It was a bizarre dummy spit for a major philanthropic organisation, not to mention a self-inflicted PR wound, but this week the Ian Potter Cultural Trust withdrew its support from an artwork it had spent $100,000 on.
Terror Nullius is a 55-minute film by Brisbane-born, New York-based video artists Soda_Jerk (siblings Dominique and Dan Angeloro) that makes a radical critique of Australian masculinity, refugee policy and our treatment of the Indigenous Australians — themes that are par for the course, you’d imagine, in the contemporary art world, but seemingly not to the Ian Potter Cultural Trust’s taste.
On the eve of the Terror Nullius premiere at ACMI on Tuesday, the Trust withdrew its support, providing a written statement that it “no longer wanted to be associated with the marketing and publicity promoting the work”, which it called “very controversial”.
Right from the get go, Terror Nullius does not announce itself as subtle political rhetoric.
As beautifully made as it is, there’s a caustic, irreverent tone running through it that wouldn’t be out of place in a student newspaper.
What the Trust thought it would get from a pair of artists with a long history of radical politics is not clear.
It claims it “does not want to imply that it has a position on the matters raised in the film,” but the inference will no doubt be drawn by some.
Soda_Jerk announced on Facebook that the Trust had used the word “un-Australian”, though it has denied this.
It’s not hard to see why the term might be used to describe the work.
Terror Nullius is an audio-visual collage that uses highly sophisticated techniques to splice together images and sounds from Australian film and television history, often with a palpable anger and even a streak of malicious humour.
At its least interesting the metaphorical richness of this exercise gives way to an earnest literalness.
A scene from Mad Max II is repurposed to see Tony Abbott and Pauline Hanson get whacked with lethal force by boomerangs, for example.
But elsewhere, the work’s repurposing or even subversion of narratives is both subtler and more playful.
One section flips the hetero swoon fest of The Man From Snowy River by intercutting between Tom Burlinson and other young men in the bush, including Heath Ledger from Brokeback Mountain.
Then there’s the Queen’s Bicentennial address, which gets a tumbleweed reaction shot, and Skippy chirping a slab of subtitled postmodern jargon about Picnic at Hanging Rock and how mysteries of missing white people take precedence over stories about our Indigenous past.
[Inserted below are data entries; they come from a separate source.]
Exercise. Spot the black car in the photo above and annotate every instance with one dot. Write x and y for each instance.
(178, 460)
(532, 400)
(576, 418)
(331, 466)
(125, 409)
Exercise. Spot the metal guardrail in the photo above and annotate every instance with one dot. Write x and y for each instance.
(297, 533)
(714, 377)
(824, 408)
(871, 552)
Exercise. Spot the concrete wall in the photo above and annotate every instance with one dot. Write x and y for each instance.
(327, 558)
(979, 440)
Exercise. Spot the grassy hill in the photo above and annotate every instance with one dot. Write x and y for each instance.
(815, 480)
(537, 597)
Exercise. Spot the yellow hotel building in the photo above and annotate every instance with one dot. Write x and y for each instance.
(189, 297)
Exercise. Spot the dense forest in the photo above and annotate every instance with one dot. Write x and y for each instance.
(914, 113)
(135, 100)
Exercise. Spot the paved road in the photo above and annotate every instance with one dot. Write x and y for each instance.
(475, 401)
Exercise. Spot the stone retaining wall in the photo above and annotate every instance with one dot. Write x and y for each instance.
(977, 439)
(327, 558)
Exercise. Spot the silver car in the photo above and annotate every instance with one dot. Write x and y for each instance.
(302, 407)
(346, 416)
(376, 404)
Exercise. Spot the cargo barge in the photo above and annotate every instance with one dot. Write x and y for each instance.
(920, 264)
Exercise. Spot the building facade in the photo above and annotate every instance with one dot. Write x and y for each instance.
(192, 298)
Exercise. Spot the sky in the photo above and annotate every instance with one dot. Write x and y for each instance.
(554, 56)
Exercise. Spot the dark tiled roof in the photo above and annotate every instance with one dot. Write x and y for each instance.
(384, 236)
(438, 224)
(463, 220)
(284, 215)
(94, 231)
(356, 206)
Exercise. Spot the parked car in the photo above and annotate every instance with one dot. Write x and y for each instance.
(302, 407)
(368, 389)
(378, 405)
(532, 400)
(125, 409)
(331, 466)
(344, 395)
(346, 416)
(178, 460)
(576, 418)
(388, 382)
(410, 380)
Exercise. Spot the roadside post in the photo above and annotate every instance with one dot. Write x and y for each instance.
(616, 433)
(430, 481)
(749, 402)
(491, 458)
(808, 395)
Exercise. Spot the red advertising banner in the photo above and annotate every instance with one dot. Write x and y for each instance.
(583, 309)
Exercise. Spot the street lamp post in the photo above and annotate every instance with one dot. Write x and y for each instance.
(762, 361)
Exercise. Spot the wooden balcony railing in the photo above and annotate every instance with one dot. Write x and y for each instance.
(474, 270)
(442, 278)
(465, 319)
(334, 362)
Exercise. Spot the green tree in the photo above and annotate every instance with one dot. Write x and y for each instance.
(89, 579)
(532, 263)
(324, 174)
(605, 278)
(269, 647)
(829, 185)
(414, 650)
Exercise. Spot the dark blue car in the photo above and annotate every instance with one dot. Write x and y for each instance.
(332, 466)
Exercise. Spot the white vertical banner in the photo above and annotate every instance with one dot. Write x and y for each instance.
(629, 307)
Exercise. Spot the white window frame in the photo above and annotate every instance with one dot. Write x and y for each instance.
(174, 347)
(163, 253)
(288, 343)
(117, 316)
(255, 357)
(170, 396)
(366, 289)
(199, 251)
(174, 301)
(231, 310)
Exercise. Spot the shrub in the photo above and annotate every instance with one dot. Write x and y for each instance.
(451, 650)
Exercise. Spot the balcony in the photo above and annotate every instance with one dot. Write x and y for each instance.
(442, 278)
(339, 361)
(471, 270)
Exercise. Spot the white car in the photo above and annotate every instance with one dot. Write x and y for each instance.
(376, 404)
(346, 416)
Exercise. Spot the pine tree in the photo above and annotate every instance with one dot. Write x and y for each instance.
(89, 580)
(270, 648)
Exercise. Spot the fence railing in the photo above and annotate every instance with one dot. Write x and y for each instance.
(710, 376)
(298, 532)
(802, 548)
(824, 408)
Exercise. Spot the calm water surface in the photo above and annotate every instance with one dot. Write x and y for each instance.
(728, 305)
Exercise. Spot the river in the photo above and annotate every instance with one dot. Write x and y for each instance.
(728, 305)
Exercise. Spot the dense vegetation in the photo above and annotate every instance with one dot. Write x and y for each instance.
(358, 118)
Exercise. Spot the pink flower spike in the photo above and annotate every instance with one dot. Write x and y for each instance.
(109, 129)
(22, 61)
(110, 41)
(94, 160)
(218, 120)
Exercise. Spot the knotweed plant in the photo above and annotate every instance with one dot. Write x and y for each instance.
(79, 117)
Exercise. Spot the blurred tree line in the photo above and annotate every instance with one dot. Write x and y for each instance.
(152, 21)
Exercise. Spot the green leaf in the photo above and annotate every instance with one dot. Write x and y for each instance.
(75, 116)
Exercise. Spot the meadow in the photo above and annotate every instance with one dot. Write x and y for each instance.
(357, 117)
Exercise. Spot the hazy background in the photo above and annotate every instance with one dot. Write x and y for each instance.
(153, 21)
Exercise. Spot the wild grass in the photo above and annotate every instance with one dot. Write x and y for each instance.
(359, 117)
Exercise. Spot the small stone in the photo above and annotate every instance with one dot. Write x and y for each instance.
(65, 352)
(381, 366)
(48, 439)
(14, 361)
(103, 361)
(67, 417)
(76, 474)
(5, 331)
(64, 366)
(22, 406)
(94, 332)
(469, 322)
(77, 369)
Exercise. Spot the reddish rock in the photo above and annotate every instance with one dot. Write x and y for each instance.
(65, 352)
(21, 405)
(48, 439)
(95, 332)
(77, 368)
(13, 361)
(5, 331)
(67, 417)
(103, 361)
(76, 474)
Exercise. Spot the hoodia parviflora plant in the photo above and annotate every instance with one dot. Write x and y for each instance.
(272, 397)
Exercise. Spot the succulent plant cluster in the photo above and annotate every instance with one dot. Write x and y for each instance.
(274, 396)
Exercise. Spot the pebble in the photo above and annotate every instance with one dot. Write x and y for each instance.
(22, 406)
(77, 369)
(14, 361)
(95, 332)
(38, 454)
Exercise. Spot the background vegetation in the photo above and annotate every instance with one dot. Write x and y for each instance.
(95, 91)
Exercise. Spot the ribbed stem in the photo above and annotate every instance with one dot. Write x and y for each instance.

This kind of audio-visual horseplay recalls the satirical shorthand of internet culture, which in turn springs from late 20th century popular traditions of music sampling, graffiti art and punk.
But subverting narratives for radical ends is not the work’s only aim, or even its most successful, and perhaps that’s because so much of Australia’s iconic film (though less so TV) is already engaged in a critique of the country.
Remixing Walkabout or even Mad Max doesn’t deliver the shock value of flipping the meaning of a 1950s Hollywood epic (it’s no wonder Soda_Jerk have plundered Hollywood imagery already in a previous project).
And while it’s a giddy thrill to watch a group of women from several films and tv shows dish out some impromptu revenge on Mel Gibson’s leather clad road warrior (besmirched here by Soda_Jerk’s strategic sampling of the actor’s hate filled phone call to former girlfriend Oksana Grigorieva), Terror Nullius is perhaps even more rewarding when it pushes images and sounds further in the direction they were already heading.
New depths of emotion and linkages between works exploring similar ideas across different tonal registers start to emerge.
Michael James Rowland’s underseen 2007 film Lucky Miles offers a key motif of refugees arriving on a beach — under the hateful glare of young men from Puberty Blues and Romper Stomper — then wandering through the bush.
There are also two melancholy moments in which men listen to audio in cars — one from Nicolas Roeg’s 1971 outback survival film Walkabout, the other from Ray Lawrence’s 2001 suburban drama Lantana — where Soda_Jerk juxtapose Whitlam’s speech post-Dismissal on the steps of Parliament House and John Pilger speaking about Indigenous Australians from his 1986 documentary The Secret Country with great poignancy.
This deepening of emotion in Terror Nullius is what underscores its most affecting moments.
At its best it can make you wonder about the kinds of films and television shows that were never made, in the same way that you might ponder things you should have said in a long-gone conversation.
It’s a work that also inspires reflection on the films and television yet to be made.
In the process, you’re left to wonder about the country depicted.